After hot discussions on the article about "The Big Calculator" I felt like checking some other projects related to scientific computations. The first program that came to hand was the open-source project OpenMS dealing with protein mass spectrometry. This project appeared to have been written in a very serious and responsible way. Developers use at least Cppcheck to analyze their project. That's why I didn't hope to find anything sensational left unnoticed by that tool. On the other hand, I was curious to see what bugs PVS-Studio would be able to find in the code after Cppcheck. If you want to know this too, follow me.

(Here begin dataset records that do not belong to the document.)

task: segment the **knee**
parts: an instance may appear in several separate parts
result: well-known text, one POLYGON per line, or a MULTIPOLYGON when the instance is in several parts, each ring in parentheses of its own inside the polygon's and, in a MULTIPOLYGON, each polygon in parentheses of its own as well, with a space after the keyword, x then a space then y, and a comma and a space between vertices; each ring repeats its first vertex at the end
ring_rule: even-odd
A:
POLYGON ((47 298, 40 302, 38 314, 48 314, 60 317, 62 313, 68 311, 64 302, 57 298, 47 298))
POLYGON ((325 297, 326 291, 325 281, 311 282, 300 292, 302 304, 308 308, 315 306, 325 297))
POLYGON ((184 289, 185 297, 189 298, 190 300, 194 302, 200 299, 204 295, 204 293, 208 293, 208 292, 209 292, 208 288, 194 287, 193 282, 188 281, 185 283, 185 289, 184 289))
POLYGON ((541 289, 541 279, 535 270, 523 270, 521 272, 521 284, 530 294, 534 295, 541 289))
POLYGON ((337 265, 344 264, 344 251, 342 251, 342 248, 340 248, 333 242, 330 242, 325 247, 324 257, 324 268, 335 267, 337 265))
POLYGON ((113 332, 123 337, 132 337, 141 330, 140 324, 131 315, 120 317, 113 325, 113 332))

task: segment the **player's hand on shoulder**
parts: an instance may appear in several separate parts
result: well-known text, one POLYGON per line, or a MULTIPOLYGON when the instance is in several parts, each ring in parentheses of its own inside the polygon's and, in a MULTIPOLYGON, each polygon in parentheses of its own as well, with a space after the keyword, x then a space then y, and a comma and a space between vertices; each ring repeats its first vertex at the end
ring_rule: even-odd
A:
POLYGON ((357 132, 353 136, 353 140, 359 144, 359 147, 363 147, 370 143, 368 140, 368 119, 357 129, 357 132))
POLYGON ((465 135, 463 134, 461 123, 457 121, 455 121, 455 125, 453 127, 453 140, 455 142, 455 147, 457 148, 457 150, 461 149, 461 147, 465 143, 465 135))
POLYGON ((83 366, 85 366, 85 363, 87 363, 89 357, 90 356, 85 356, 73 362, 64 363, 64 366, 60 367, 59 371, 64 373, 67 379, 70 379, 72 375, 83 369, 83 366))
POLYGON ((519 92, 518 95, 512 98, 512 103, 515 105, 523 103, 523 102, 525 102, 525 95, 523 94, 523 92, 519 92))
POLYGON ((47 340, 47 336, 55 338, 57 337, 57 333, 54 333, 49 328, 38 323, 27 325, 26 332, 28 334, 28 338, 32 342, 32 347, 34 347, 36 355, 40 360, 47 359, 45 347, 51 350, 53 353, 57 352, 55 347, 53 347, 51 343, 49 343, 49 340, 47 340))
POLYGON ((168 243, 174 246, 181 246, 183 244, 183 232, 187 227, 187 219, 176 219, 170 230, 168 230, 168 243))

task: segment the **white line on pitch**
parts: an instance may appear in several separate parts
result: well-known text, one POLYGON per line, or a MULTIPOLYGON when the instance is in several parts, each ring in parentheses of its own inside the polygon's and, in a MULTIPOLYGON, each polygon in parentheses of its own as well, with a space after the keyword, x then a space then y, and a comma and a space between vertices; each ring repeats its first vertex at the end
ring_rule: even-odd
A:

OpenMP support in PVS-Studio had been dropped after version 5.20. If you have any questions, feel free to contact our support.
So, there exists a project named OpenMS. I won't dare to explain what it is designed to do in my own words, for I may say something stupid. Here's just an extract from the product description on Wikipedia:
OpenMS is an open-source project for data analysis and processing in protein mass spectrometry and is released under the 2-clause BSD licence. OpenMS has tools for many common data analysis pipelines used in proteomics, providing algorithms for signal processing, feature finding (including de-isotoping), visualization in 1D (spectra or chromatogram level), 2D and 3D, map mapping and peptide identification. It supports label-free and isotopic-label based quantification (such as iTRAQ and TMT and SILAC). Furthermore, it also supports metabolomics workflows and DIA/SWATH targeted analysis.
Taken from: Wikipedia. OpenMS.
The project is of a medium size yet rather complex. The source code's size is 20 Mbytes plus a lot of third-party libraries (Boost, Qt, Zlib, and so on). The project exploits templates very extensively. You can download the source code from the SourceForge website.
I can say for sure that static analysis is employed in the OpenMS development process. Presence of the "cppcheck.cmake" file and comments like this:
if (i != peptide.size()) // added for cppcheck
indicate that the developers use Cppcheck at least. I also saw mentions of Cpplint and the file "cpplint.py". That's a really serious way to do the job. Well done!
Now let's see what PVS-Studio has managed to find in the project.
Note. The project C++ files have the '*.C' extension for some reason. So, don't be confused when you see a C++ code sample located in a '*.C' file.
It is very seldom that I come across projects employing the OpenMP technology. You know, I even think sometimes of removing all the OpenMP-related diagnostics from the analyzer. That's why I was genuinely surprised to see these warnings in the message list. I have checked dozens of projects during the last year and I have never seen a warning on OpenMP. Well, glad to see there's somebody using this technology.
There were false positives among those messages, but a few reported genuine bugs.
DoubleReal ILPDCWrapper::compute(....) const
{
....
DoubleReal score = 0;
....
#pragma omp parallel for schedule(dynamic, 1)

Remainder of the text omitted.